Because litter does have strong effects under some conditions, how litter is incorporated into studies of interactions across productivity gradients could strongly influence tests of the predictions described previously. In this paper, we present results of a field experiment designed to examine the direct and indirect effects of vegetation and litter in replicate sites of several community types that differ in a range of environmental characteristics related to productivity. Focusing on the recruitment phase, we asked three questions. (i) Do recruitment levels and the effects of vegetation and litter on recruitment levels vary along this productivity gradient? (ii) If so, how does the incorporation of different types of interactions with litter affect variation in interaction intensity across the gradient? (iii) Is this variation consistent with any of the predictions above?

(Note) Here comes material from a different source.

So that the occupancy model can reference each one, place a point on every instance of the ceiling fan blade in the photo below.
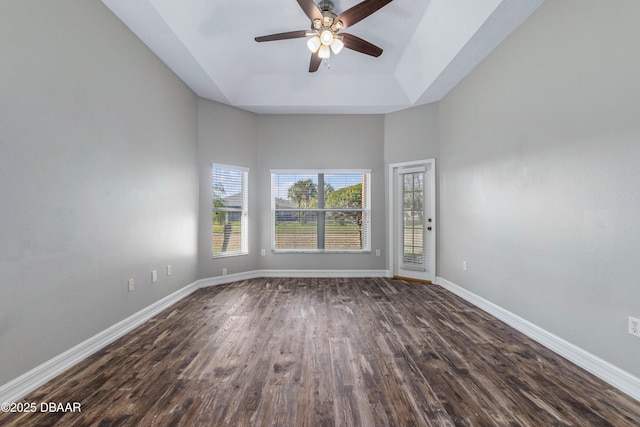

Most studies have used short-term growth of individuals of one or a few long-lived perennial species to test these hypotheses concerning patterns along productivity gradients (Goldberg et al. 1999). In this study, we tested whether any of these hypothesis are consistent with patterns of early emergence and survival of the entire seedling community. It is important to test these predictions in a range of life-history stages to be able to interpret the population consequences of local processes (Peckarsky et al. 1997; Goldberg et al. 1999). For instance, Goldberg et al. (1999) found that plant survival may show different patterns of competitive intensity along productivity gradients from those exhibited by plant growth. Moreover, examining community-wide patterns, although it misses species-specific information, is more representative of the response of the whole community than a study of one or two species from that community.